それようの展示家屋まであり、そこへ置いておけば、誰かが持って行くんだわ。
で、良いと思われた品は直ぐに無くなる。
つまり、人気が出る訳だ。
そんな存在になるのが、アムズさん達の目標ってな。
ただ、人気を得るよりも、己の技量向上や芸術性に特化した方々もな。
人気がなくて空き家となっている家屋の大半が、そんな家だったりする。
で、な。
そんな環境だから、他人から何かを奪うと言う感情が芽生えないみたいなんだよ。
つまり、泥棒や殺人などは皆無でな。
鍵なし家屋や部屋と、なる訳だ。
なので、田舎のご近所さん宅へ村人が遊びに行くかの如く、無許可で家屋へ立ち入ることもな。
まぁ、声掛けして返事が有れば、程度のマナー?は有るんだが。
そんな風習を持つセリアム界の方々には、立ち入り禁止と言われても理解がな。
っか、なんで許可が?ってなもんだわなぁ。
「私の結界にて、ヤーヤマーサ様の許可なく立ち入れないようにしています。
迎えた2人は、ヤーヤマーサ様から許可いただいておりますから問題ないですが、皆様は違いますから」
そう告げたら、ちょっと不満そうにな。
だからな。
「放置したヤーヤマーサ様が悪いのでしょうが、勝手に立ち入るなら廃屋になる前に手を打てたでしょ?

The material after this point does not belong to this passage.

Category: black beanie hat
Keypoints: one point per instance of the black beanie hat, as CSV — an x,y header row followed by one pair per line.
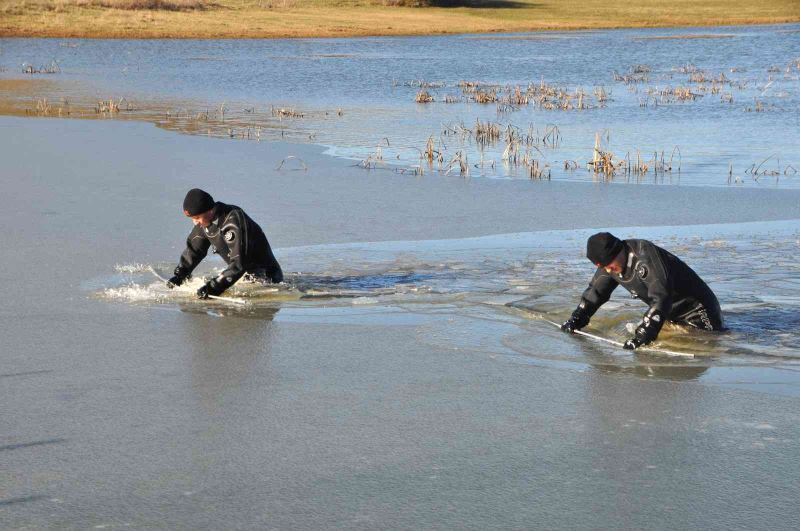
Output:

皆さんは、廃屋になったことを知っていたと言うことは、放置したんですよね。
そんな方々へ、私が建てた家へヤーヤマーサ様の許可なく、立ち入って貰いたくありませんので」
実は、ちょっとな、腹を立てたりする。
知らずに放置と、知って放置だとなぁ。
ヤーヤマーサ様は、基本的にお人好しだ。
そして、皆の成長を楽しみ、手助けするのが大好きな方だからな。
ちと、俺も肩入れしたくはなっている。
そんな彼女が、アソコまでショックを受けるようなことに、なったことへ、心底腹を立ててるんだわ。
これなぁ、軽い嫉妬から始まってんだよ。
アカシックレコードは偽れない。
その時の感情もな。
例え本人が忘れていようと、記録は残ってるから。
ヤーヤマーサ様が館を献上された際に、メンテナンスのことに気付いてないと、数人のセリアムは気付いていた。
いずれもが、男神だ。
ヤーヤマーサ様の人気に嫉妬し、さらに男として相手にされない憤りからだな。
女性って、なんかさぁ、メンテナンスとかには気が回らない人が多いみたいなんだよね。
身の回りのことや、細々としたことには気付くんだが、家屋のメンテナンスとかで、行わないと後々どうなるか、とかさ。
まぁ、女神様だからかも知れんけどね。
けど、男神は気付く者もな。
着いて来てる輩にも。
献上時に気付かず、後に気付いた者もいた。
だが、やはりヤーヤマーサ様へは告げてない。
女神様たちは、廃屋になって気付き、オロオロ。
まぁ、言い辛かったんだろう。
だからって、俺が立ち入り許可をするのは違うしなぁ。
で、館へと。
さて、入りますかね。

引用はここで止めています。